No ano passado, o governo do Paraná anunciou a transformação de 215 colégios em unidades cívico-militares, que passarão a ser administrados por policiais militares da reserva. Após uma consulta pública, a comunidade aprovou a militarização em 186 colégios, que já começariam o ano no novo modelo.

No entanto, a pressa com que o processo foi realizado e a interferência dos políticos, que tiveram o direito de indicar quais escolas seriam incluídas no programa, fizeram com que a lista de colégios escolhidos desrespeitasse a própria lei inicialmente aprovada. Muitas unidades anunciadas para a militarização não estavam dentro dos critérios legais.

A oposição denunciou isso ao demonstrar, por exemplo, que ao contrário do que exigia a lei, alguns colégios militarizados tinham ensino noturno ou não ficavam em municípios pobres. Embora o governo negasse as irregularidades, acabou obrigado a enviar uma mensagem no início de janeiro para consertar os problemas.

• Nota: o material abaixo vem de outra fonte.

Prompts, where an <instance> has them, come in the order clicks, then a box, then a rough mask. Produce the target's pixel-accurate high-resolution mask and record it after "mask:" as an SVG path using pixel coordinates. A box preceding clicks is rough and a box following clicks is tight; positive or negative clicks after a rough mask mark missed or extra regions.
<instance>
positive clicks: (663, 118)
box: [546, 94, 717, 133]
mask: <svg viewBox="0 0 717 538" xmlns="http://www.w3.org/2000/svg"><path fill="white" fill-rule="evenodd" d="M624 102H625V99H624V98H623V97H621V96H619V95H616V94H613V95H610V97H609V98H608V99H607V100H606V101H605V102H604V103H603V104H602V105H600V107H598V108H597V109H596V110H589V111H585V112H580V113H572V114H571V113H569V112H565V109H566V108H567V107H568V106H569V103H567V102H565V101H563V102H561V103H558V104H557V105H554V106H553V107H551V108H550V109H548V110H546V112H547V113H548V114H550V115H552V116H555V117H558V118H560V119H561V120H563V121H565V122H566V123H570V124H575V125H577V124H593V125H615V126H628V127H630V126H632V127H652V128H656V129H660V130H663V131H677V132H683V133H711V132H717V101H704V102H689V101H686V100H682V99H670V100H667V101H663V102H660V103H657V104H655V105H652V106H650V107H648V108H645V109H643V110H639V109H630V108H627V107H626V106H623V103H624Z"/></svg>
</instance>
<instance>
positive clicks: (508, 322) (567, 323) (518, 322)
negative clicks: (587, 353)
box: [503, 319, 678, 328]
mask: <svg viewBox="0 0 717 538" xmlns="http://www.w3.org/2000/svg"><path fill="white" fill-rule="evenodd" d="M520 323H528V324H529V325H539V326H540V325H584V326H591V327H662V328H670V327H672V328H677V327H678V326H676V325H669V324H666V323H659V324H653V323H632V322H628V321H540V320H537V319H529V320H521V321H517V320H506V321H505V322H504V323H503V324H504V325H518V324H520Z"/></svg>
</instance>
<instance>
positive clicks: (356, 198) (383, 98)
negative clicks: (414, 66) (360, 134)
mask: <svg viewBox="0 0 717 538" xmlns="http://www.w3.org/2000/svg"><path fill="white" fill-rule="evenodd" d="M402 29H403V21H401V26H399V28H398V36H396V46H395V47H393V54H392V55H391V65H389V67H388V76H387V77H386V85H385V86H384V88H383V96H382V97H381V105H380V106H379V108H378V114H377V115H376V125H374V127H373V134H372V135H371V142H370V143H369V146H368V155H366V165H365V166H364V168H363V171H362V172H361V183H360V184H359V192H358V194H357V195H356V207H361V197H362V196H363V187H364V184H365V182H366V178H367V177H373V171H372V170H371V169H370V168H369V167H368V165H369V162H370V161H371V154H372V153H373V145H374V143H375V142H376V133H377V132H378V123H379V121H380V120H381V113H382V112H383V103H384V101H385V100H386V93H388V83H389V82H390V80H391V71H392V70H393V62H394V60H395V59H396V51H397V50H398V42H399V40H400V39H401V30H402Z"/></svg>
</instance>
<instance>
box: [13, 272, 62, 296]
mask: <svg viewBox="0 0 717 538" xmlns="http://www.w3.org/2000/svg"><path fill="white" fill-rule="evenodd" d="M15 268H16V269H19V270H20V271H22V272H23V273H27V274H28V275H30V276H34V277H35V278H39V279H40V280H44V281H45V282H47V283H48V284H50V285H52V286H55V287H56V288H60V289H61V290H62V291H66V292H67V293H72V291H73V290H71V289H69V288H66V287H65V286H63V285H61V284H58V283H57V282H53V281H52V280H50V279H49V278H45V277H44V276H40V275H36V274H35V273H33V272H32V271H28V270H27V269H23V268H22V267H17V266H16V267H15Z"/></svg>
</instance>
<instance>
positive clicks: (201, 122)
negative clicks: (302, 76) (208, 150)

Pela nova regra, os colégios só precisam atender a um dos pré-requisitos antes obrigatórios: alto índice de vulnerabilidade social; baixos índices de fluxo escolar; ou baixos índices de rendimento escolar. Também fica eliminada a exigência de que o município tenha mais de 10 mil habitantes - basta agora que tenha dois colégios. Outra vedação que cai é o impedimento de militarização de escolas com ensino noturno.

A nova proposta do governador também permite que policiais militares aposentados depois de 2017 se voluntariem para entrar no programa. Por um problema de redação, só quem tinha entrado para a reserva até 2017 conseguia participar.